En una casita rodeada de praderas, hay un libro vacío chupando mamadera. Es un
bebé y un recién nacido. El mundo para él es un gran desconocido.
Todos venimos como una hoja en blanco. Sin
miedo al vacío, ni a caer por el barranco. Los ojos desprenden inocencia y ni
siquiera comprendemos lo que significa carencia.
¿Qué ocurre entonces al crecer? ¿Por qué las
praderas dejan de florecer?
El tiempo moldea y el pasado marca. El futuro
se encarga de dirigir nuestras barcas. El hoy se difumina entre quehaceres y
preocupaciones, dejando a lo que late por dentro en constantes dilaciones.
Decimos que la niñez no puede –ni debe –durar.
Hay que ser serio y ponerse a trabajar.
Tenemos responsabilidades y obligaciones que
cumplir. Eso es lo que a la sociedad escucho decir. Así los humanos van con
constantes apuros, llenando la atmósfera de hidrocarburos.
La hoja vacía se llena de tinta, sobre ella se
escribe, se tacha y se pinta. Para colmo la vida tiene las páginas contadas, lo
cual mantiene a la gente amargada. Las hojas se acaban y hay que rellenarlas,
ya que es la única manera de aprovecharlas.
A ese proceso le llamamos madurar, a no dejar
espacio en blanco sin rellenar. Lo escrito es experiencia y conocimiento, que
pretendemos retener en todo momento.
Así, el libro de la vida se llena. Pero,
¿Realmente vale la pena?
Todo se graba y se recuerda. Del ayer al
mañana se ata una cuerda. Lo escrito en el pasado es la mayor guía, esa que
todos siguen y de la que nadie desconfía.
Buscamos predecir y buscar seguridad, pero
fácil olvidamos lo que ocurre en realidad.
Y es que el libro se acabará. Hagas lo que
hagas, de él nada quedará.
Podemos aferrarnos a nuestras hojitas, decir
que nuestra historia es grande o bonita. Podemos luchar porque los libros
permanezcan y se recuerden, pero al final, se convertirán en polvo, ¿Lo
comprenden?
El libro de la vida tiene un principio y un
final, como todo en el mundo de lo material. Eso puede parecer motivo de
tristeza, pero habría que observar con mayor sutileza. Investiguemos pues,
juntos la cuestión, si es que de verdad nos interesa de corazón.

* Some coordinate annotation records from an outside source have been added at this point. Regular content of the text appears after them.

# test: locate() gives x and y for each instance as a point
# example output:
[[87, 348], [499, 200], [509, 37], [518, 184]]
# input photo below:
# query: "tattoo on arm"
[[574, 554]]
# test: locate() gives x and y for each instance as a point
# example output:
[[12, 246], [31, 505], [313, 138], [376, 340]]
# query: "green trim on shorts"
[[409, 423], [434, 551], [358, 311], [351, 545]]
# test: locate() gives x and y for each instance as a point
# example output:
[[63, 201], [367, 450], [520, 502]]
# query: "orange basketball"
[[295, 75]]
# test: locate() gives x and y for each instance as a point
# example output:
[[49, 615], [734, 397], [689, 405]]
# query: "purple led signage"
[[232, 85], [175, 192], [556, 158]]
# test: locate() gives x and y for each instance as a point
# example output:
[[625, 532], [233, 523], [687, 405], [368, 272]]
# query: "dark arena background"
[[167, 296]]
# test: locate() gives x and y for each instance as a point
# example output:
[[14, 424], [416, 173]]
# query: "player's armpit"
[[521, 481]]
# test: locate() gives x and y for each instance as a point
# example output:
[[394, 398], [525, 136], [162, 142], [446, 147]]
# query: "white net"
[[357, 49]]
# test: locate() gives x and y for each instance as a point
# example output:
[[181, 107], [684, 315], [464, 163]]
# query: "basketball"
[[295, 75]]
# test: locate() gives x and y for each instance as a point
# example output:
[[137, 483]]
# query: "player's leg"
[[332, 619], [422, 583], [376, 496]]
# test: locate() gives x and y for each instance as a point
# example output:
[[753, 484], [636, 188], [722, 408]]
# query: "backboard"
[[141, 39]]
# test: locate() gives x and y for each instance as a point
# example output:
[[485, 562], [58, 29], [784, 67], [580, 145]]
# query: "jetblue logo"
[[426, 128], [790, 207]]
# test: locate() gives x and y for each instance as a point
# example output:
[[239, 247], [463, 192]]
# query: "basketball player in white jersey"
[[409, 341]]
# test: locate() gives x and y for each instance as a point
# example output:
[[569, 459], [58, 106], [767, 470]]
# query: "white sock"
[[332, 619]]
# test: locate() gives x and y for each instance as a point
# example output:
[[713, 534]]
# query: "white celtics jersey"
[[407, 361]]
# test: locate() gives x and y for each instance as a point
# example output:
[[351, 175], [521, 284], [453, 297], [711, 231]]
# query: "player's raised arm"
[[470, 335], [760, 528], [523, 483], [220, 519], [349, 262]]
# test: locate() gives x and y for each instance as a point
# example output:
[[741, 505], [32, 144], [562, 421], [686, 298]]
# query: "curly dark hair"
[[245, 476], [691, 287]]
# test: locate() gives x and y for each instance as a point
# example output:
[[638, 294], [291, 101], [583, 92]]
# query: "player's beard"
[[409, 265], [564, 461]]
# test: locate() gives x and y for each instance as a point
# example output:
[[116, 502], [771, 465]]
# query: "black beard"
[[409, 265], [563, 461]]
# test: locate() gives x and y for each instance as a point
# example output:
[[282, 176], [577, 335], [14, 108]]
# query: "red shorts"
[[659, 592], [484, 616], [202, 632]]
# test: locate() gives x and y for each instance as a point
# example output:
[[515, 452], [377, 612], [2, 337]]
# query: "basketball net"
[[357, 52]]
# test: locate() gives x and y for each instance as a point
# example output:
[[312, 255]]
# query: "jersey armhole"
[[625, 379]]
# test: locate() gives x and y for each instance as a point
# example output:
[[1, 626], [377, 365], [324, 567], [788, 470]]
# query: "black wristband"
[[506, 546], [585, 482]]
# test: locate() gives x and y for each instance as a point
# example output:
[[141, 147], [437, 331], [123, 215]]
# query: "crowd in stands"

¿Por qué tememos a la muerte? ¿Será porque la
concebimos como algo inerte?
Pensamos que es lo opuesto a la vida, un túnel
del que no hay salida. Por eso vamos con prisa, sin detenernos a escuchar la
brisa. Siempre queriendo llegar al próximo lugar, pensando en el siguiente
objetivo a terminar. Pero, ¿Llegar a dónde? ¿Terminar qué? ¿Sin si quiera
pararnos para tomar un té?
Es algo paradójico lo que voy a decir, y
es que somos eternos, aunque vayamos a
morir.
Lo cierto es que la vida no es un libro, ni
una historia; es una hoja en blanco, sin memoria.
No hay páginas siguientes, ni arrancadas, solo
hay una hoja, una sola, constantemente renovada. Una hojita en la que todo se
traza, en la que sin embargo, el tiempo no pasa. En esa hoja las flores crecen,
se marchitan y luego florecen. Muerte y vida son lo mismo, y entre ellas no hay
ningún abismo.
De esa hoja en blanco nacemos y a ella siempre
volvemos. Puede que esta existencia sea un libro de páginas contadas, pero
nuestra esencia es eterna, ilimitada.
Es tiempo de volver a nacer, vivir de corazón,
con todo nuestro ser. Ser niños, abrazar el instante, con infinito cariño.
Cerrar los ojos, destapar cerrojos. Erizar frío, sudar calor. Dar un pasito,
tener valor. Saltar, dejar de pensar, amar.
Me cuesta mucho pensar así, aunque se perfectamente que es una verdad irrefutable. Por momentos la vislumbro y me siento en paz, pero la vorágine existencial me quiere arrastrar. Es una lucha muy dura.